No ano de 1852, o convento e todas as propriedades existentes na ilha, foram cedidos em usufruto, gratuitamente, por vinte anos, às Irmãs alemãs do Sagrado Coração de Maria, que se encarregava da educação de meninas. As irmãs ficaram apenas quatro anos no local. Em 1857, mais uma vez o convento recebia os doentes de febre amarela, por apenas um ano. No ano seguinte, através de um contrato entre o governo e a Associação Cultural de Colonização, esta última passava a gozar do usufruto do convento por cinco anos, devendo pagar, anualmente, 400 contos de réis à Província. Devia também reservar três celas e um salão ao lado da Igreja, para o guardião ou outros religiosos por ocasião de solenidades. Em 1865 este contrato passou para o Ministério da Guerra, que passou a usar o convento para aquartelamento das tropas, pagando 800 contos de réis por ano. Nesta época o número de frades na Província era reduzido. Desde o Aviso do Ministério da Justiça, do dia 19 de maio de 1855, os religiosos do Brasil ficavam proibidos de receber noviços. A Província definhava a olhos vistos. O convento, por sua vez, também carecia de cuidados, de manutenção e reforma.

Durante a Guerra do Paraguai (1864-1870), o Governo cogitou construir um edifício para acolher os soldados mutilados ou doentes que regressavam da guerra. O nome dado à construção na época era grandiloquente: Asilo para os Inválidos da Pátria. O terreno do convento foi o escolhido. Consta que os frades não foram consultados. O fato é que, no dia 29 de julho de 1868, era inaugurado solenemente, na Ilha do Bom Jesus, o Asilo dos Inválidos da Pátria. Era uma construção nova (ainda não totalmente acabada), mas que também ocupava parte do convento. No ano de 1875 foram feitas as negociações com a Província, para a legalização da venda do terreno e do convento ao Governo. O convento e a ilha foram vendidos por 60 apólices da dívida pública, de 1 conto de réis cada uma. O último frade que morava na ilha, frei Manuel de Santa Isabel Brandão, que servia como Capelão do Asilo, foi exonerado em 1875.

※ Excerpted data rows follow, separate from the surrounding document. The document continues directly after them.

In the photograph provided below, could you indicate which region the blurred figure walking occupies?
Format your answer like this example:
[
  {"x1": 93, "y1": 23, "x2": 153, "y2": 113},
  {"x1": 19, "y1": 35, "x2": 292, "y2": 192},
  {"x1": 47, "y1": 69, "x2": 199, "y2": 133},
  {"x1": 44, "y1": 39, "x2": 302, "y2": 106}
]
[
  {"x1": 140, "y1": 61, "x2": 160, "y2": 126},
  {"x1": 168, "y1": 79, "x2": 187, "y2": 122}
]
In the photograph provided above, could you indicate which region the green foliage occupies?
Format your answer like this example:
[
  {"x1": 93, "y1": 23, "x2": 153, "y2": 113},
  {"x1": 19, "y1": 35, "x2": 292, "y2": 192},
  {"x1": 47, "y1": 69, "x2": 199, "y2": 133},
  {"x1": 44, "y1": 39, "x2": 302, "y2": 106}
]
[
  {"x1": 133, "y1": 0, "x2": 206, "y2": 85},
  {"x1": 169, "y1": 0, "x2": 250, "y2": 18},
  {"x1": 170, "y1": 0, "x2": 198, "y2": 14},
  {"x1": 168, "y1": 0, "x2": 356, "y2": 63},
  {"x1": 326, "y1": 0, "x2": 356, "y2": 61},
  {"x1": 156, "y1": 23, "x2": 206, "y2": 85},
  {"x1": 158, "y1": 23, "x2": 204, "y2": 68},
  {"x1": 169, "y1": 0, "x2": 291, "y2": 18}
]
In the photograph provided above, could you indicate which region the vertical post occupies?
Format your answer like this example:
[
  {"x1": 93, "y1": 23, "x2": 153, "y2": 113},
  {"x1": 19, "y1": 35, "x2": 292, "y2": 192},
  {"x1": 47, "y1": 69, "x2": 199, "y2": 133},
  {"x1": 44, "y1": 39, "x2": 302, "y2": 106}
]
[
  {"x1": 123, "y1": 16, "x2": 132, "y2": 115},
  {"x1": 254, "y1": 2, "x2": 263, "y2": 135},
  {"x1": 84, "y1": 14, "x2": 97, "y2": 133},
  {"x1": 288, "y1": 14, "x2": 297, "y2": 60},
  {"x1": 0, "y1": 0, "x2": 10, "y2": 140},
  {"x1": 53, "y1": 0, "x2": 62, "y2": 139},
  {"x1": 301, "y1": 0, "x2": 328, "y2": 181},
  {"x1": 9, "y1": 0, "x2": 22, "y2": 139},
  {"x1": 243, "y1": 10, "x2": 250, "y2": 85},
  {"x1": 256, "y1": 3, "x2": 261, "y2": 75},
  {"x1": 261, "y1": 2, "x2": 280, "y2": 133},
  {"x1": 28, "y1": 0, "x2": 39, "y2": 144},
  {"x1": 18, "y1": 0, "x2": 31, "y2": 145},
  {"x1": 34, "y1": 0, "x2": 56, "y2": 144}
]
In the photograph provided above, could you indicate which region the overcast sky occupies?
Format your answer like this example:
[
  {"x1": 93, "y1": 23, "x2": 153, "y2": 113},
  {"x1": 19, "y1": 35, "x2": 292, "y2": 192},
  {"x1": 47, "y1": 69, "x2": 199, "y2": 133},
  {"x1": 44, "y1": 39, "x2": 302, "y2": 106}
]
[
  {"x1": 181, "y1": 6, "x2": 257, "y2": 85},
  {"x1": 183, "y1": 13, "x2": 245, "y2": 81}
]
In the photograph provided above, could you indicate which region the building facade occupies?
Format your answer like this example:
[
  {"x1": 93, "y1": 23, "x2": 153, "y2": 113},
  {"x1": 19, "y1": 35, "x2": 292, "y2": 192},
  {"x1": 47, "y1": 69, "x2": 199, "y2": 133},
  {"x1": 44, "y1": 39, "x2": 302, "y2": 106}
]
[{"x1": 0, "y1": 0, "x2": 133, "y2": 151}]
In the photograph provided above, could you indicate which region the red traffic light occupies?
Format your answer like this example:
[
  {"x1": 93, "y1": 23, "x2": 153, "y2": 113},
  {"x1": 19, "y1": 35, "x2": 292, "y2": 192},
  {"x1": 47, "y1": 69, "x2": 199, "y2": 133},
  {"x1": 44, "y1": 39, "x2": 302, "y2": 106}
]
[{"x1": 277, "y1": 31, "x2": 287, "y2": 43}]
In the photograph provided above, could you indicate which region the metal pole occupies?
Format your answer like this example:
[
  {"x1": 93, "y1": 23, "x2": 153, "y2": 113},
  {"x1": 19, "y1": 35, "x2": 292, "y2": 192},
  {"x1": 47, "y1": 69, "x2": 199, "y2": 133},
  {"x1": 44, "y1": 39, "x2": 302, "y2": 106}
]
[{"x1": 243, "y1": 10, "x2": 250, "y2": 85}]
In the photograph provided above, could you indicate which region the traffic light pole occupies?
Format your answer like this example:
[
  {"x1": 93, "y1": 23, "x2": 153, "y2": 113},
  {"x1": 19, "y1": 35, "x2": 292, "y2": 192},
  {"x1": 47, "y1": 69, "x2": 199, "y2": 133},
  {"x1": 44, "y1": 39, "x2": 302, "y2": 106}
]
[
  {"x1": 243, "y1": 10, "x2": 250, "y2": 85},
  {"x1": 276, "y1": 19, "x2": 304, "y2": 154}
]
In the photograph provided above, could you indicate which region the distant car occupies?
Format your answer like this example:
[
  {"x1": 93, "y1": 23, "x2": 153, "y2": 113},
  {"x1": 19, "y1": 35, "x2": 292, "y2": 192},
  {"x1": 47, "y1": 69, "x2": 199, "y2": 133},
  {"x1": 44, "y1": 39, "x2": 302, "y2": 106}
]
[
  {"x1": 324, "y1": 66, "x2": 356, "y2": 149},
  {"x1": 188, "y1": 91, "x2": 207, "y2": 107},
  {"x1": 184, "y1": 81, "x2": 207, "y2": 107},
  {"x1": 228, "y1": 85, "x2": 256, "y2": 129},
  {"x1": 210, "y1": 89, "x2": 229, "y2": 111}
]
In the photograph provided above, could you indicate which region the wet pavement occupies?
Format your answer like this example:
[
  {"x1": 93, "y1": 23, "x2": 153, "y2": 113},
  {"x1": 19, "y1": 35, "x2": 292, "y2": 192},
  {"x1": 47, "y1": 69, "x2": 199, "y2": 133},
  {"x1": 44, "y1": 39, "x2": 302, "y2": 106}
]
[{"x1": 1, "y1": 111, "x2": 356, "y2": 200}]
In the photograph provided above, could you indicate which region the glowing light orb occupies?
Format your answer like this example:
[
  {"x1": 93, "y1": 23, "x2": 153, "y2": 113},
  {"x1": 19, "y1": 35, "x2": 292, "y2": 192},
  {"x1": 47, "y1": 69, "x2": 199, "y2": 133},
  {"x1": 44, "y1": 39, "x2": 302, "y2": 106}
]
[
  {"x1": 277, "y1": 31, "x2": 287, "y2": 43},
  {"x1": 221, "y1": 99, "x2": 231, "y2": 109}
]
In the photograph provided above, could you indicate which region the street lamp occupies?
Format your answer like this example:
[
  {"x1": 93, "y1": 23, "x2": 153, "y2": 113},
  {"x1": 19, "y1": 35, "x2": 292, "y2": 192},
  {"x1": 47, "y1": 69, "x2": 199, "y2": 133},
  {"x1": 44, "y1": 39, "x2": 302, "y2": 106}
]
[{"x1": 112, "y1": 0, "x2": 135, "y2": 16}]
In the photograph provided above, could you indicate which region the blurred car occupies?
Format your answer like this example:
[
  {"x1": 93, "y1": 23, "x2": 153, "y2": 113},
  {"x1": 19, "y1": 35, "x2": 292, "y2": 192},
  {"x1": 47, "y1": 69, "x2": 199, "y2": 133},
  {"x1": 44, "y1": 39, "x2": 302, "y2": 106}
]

Complexo artístico e arquitetônico
A igreja é constituída de um belíssimo altar mor, com retábulo feito de talha dourada, muito bem conservado. Imagens barrocas de São Francisco, Santo Antônio e da Imaculada Conceição encimam o altar. Chama a atenção, no entanto, a belíssima imagem, em tamanho natural, do Senhor Bom Jesus atado à Coluna, que dá nome ao convento. Dois anjos tocheiros barrocos, em tamanho natural, de madeira, também se destacam pela harmonia barroca. Há ainda dois altares laterais, mais simples. É digno de nota a imagem de Sant’anna, que, segundo afirmam, foi trazida da Fortaleza do Humaitá, pelos soldados que retornaram da Guerra do Paraguai.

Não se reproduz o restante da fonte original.